3.这两天在论坛中看到大家讨论MRT的方法,目前还没有深入了解MRT,我不知道相对于传统的LBGK的方法,MRT的方法优势在哪?MRT既然是更一般的LBM方法,和LBGK比较,它是否求解更一般的流动方程?它有限制条件吗,比如不可压流动?MRT是否更适合我呢?

4.最后一个问题, LBM是否能够模拟化学反应,比如气体和固体的表面化学反应?有相应的成熟的模型吗?

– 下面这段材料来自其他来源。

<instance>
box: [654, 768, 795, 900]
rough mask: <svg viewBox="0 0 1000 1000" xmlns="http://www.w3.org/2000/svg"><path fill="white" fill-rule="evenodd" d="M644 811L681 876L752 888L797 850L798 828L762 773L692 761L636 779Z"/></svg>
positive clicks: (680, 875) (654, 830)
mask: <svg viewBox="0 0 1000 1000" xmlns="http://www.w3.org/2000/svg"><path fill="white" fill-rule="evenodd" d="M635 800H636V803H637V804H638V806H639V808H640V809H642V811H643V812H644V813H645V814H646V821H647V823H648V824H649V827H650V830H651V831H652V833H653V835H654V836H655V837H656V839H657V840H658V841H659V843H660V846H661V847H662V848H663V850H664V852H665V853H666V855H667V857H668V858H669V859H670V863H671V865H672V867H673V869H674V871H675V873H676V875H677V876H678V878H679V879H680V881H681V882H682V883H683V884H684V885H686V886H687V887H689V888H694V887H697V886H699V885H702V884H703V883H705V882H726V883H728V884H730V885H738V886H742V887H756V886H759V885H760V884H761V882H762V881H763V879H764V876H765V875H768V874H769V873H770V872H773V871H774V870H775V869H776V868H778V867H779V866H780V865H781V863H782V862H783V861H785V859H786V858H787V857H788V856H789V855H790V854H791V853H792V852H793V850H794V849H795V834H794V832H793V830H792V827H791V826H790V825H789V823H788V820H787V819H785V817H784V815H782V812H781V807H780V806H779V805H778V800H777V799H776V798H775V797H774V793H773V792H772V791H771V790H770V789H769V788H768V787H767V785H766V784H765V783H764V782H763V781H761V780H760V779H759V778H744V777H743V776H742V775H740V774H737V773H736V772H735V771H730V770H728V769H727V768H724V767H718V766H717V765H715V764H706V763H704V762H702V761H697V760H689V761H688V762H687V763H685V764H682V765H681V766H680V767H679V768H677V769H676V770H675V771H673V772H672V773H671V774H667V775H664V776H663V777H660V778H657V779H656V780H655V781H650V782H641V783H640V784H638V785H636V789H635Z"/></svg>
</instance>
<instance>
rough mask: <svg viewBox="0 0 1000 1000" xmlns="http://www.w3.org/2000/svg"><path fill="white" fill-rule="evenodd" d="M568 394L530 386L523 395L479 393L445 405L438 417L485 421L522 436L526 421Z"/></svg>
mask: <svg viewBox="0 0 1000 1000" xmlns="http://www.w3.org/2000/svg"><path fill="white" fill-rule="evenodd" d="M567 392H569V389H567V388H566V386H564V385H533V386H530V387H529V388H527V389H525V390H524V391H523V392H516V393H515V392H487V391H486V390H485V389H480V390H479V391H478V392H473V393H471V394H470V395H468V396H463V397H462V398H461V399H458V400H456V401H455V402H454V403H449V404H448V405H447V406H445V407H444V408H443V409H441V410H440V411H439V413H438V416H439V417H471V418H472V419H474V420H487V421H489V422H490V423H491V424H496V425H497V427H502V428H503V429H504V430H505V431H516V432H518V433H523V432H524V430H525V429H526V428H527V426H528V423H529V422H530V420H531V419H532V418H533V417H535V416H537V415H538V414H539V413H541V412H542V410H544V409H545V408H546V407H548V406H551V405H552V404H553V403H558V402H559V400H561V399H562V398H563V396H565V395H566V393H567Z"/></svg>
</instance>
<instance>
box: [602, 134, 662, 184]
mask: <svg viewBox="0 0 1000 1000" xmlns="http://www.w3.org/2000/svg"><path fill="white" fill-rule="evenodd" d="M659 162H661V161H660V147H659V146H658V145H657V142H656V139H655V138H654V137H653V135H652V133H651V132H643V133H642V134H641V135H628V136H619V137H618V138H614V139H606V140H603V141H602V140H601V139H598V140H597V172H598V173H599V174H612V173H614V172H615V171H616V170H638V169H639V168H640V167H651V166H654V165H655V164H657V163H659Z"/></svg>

对于我学工科而言,LBM只是一种方法,用它来解决我的工程问题,我现在就想了解LBM是否真的已经成熟到能够很好的解决工程问题?我要对这条路怀有多大信心呢?

希望大家多多指点,在这里先感谢大家了,谢谢!

[ 本帖最后由 donglbm 于 2013-4-19 00:31 编辑 ]

luo@odu.edu

To your general question, whether the LBM is matured enough for engineering applications, the answer is YES, as far as the method is concerned. It has been proven to be a good second-order method. However, whether there is a good and matured software, that is a different question. You seem to mix these two questions together.

I will only address the question about MRT vs LBGK: LBGK scheme is only a special case of MRT-LBE. MRT-LBE can remove the numerical artifacts inherent to the LBGK scheme, some of which you are experiencing, as alluded in your message.

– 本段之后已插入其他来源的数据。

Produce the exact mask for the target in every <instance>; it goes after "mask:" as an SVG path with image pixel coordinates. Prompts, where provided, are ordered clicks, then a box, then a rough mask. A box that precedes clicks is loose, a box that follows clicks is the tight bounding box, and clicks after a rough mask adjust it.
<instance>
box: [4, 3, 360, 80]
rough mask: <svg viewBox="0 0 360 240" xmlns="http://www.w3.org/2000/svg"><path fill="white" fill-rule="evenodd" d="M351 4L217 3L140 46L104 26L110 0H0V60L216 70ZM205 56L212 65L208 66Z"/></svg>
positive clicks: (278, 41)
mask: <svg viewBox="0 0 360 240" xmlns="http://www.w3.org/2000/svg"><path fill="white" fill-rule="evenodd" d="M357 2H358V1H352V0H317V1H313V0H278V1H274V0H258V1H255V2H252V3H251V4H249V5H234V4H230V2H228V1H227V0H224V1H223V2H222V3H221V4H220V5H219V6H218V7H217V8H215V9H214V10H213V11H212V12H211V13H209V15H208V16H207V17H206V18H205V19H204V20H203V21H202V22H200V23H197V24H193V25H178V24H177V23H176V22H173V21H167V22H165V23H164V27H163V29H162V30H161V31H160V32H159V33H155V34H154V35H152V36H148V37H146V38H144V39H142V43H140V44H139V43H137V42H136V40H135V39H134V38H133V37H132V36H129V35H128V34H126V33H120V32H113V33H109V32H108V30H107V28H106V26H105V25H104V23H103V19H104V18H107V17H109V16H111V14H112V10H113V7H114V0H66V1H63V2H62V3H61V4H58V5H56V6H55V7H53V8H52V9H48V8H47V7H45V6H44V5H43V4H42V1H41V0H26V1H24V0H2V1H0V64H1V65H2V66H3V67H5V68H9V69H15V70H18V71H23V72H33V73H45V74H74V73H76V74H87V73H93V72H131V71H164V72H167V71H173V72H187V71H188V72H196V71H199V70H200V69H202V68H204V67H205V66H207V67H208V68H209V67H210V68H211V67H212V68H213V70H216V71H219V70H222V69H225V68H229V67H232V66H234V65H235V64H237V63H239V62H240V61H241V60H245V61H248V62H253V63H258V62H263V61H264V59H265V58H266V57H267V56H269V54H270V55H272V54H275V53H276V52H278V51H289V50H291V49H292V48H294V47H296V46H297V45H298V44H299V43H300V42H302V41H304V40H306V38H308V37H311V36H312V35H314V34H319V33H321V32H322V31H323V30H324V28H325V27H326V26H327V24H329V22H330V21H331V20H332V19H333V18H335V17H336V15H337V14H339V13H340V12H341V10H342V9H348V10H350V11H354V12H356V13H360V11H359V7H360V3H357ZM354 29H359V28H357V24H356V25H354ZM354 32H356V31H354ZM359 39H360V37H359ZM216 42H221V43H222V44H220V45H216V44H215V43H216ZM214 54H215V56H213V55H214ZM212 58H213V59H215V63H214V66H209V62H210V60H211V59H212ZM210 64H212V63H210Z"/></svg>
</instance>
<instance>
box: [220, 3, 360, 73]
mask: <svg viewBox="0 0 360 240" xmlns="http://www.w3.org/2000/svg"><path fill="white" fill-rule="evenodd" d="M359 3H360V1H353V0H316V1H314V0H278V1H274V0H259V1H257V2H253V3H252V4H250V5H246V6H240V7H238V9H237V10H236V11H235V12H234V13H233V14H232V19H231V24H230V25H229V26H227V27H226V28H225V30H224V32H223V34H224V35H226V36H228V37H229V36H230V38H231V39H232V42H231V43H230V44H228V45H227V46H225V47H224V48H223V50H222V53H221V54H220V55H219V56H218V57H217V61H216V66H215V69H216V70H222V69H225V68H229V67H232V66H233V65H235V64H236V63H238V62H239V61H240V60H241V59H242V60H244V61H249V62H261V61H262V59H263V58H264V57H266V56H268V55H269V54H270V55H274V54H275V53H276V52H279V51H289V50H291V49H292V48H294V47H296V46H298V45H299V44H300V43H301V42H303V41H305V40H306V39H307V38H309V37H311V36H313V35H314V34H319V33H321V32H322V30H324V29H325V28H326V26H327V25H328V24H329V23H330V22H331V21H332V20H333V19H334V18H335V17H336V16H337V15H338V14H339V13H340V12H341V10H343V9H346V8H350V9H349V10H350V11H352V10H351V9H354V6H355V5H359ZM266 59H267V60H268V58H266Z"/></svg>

The LBM is only a CFD tool, i.e., it only solves Navier-Stokes equation and can only be extended into slip-flow region. It is NOT a solver for kinetic equations and thus is unsuitable for flows with moderate or large Knudsen number.

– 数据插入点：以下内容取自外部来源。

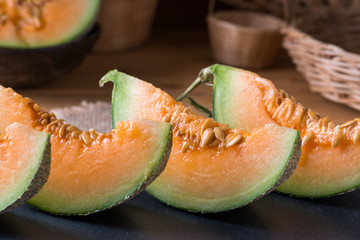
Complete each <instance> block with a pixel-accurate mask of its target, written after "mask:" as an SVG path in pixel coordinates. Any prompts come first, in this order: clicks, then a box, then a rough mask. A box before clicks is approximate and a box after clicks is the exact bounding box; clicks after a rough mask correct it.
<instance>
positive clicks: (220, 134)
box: [214, 127, 225, 142]
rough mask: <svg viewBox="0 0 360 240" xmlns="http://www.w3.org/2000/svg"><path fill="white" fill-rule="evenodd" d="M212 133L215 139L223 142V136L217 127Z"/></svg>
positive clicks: (223, 138) (220, 129)
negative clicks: (214, 136)
mask: <svg viewBox="0 0 360 240" xmlns="http://www.w3.org/2000/svg"><path fill="white" fill-rule="evenodd" d="M214 132H215V137H216V138H217V139H219V140H220V141H222V142H223V141H224V140H225V134H224V132H223V131H222V130H221V129H220V128H219V127H215V128H214Z"/></svg>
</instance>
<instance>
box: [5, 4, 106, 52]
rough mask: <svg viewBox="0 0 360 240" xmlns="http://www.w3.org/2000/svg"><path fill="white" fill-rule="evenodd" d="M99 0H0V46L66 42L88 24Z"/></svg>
mask: <svg viewBox="0 0 360 240" xmlns="http://www.w3.org/2000/svg"><path fill="white" fill-rule="evenodd" d="M99 6H100V0H2V1H0V46H4V47H44V46H50V45H57V44H61V43H64V42H67V41H70V40H72V39H74V38H76V37H77V36H79V35H81V34H83V33H84V32H85V31H86V29H87V28H89V27H90V26H91V25H92V22H93V21H94V19H95V17H96V14H97V11H98V9H99Z"/></svg>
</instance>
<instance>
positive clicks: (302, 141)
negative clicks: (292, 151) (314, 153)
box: [301, 131, 314, 146]
mask: <svg viewBox="0 0 360 240" xmlns="http://www.w3.org/2000/svg"><path fill="white" fill-rule="evenodd" d="M313 136H314V132H313V131H308V132H307V133H306V134H305V135H304V137H303V139H302V143H301V145H302V146H305V145H306V144H307V143H308V142H309V141H310V140H311V138H312V137H313Z"/></svg>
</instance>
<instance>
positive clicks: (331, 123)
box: [328, 121, 336, 129]
mask: <svg viewBox="0 0 360 240" xmlns="http://www.w3.org/2000/svg"><path fill="white" fill-rule="evenodd" d="M335 127H336V124H335V123H334V122H333V121H330V122H329V124H328V128H330V129H334V128H335Z"/></svg>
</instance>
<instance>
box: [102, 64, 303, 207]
mask: <svg viewBox="0 0 360 240" xmlns="http://www.w3.org/2000/svg"><path fill="white" fill-rule="evenodd" d="M108 81H111V82H114V89H113V98H112V117H113V123H114V126H115V123H116V122H117V121H120V120H131V119H135V118H139V117H141V118H147V119H151V120H157V121H159V120H162V121H165V122H170V123H171V124H173V148H172V151H171V154H170V159H169V162H168V165H167V167H166V168H165V171H164V172H163V173H162V174H161V175H160V176H159V177H158V178H157V179H156V180H155V181H154V182H153V183H152V184H151V185H150V186H149V187H148V188H147V191H148V192H149V193H150V194H152V195H153V196H154V197H155V198H157V199H159V200H160V201H162V202H164V203H166V204H169V205H171V206H174V207H177V208H181V209H186V210H189V211H195V212H219V211H225V210H229V209H233V208H236V207H240V206H244V205H246V204H248V203H250V202H252V201H254V200H256V199H259V198H260V197H262V196H264V195H266V194H267V193H269V192H270V191H272V190H273V189H274V188H275V187H277V186H278V184H280V183H282V182H283V181H284V180H285V179H287V178H288V177H289V175H290V174H291V173H292V172H293V170H294V169H295V167H296V165H297V163H298V160H299V153H300V151H299V149H300V142H299V140H300V138H299V135H298V132H297V131H295V130H292V129H288V128H284V127H279V126H276V125H267V126H266V127H264V128H260V129H256V130H254V131H252V132H251V133H246V132H242V131H240V130H236V129H229V128H228V126H227V125H225V124H220V123H217V122H215V121H213V120H212V119H210V118H208V119H206V118H203V117H201V116H198V115H196V114H194V113H193V112H192V110H191V109H189V108H186V107H185V106H184V105H183V104H182V103H180V102H176V101H175V100H174V99H172V98H171V97H170V96H169V95H168V94H167V93H165V92H163V91H161V90H160V89H158V88H155V87H154V86H153V85H151V84H149V83H146V82H144V81H141V80H139V79H136V78H134V77H131V76H129V75H126V74H124V73H121V72H117V71H116V70H114V71H111V72H109V73H108V74H107V75H106V76H104V77H103V78H102V80H101V82H100V85H103V84H104V83H105V82H108Z"/></svg>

To master a "matured" method, it takes some time and effort. The advantage of LBM's simplicity has often in times become the enemy of its success -- people no longer spend sufficient time to understand the method.

-- LS Luo

[ 本帖最后由 luo@odu.edu 于 2013-4-25 03:41 编辑 ]

onesupeng

不同意罗老师的关于算法和软件那一段的辩论方式

一个人理论上是可以蹦到月球上的，实际上我们见到的人力气太小蹦起来初始速度不够快，所以我们没有见到谁蹦到月球上。同理，LBM理论上可以做任何事情，只是因为编程序的人没有做好，所以还不能真正替代实验应用于工程设计。

大家当玩笑看啊。。。

luo@odu.edu

As a methodology, the LBM has come a long way in terms of our theoretical understanding. However, it requires much more than that to have a "matured" CFD tool/software, and that's the way I tried to recast the question raised by "donglbm". Of course, I may have done so incorrectly. Here we see how a not so well framed question is answered unsatisfactorily, and then leading to something else.  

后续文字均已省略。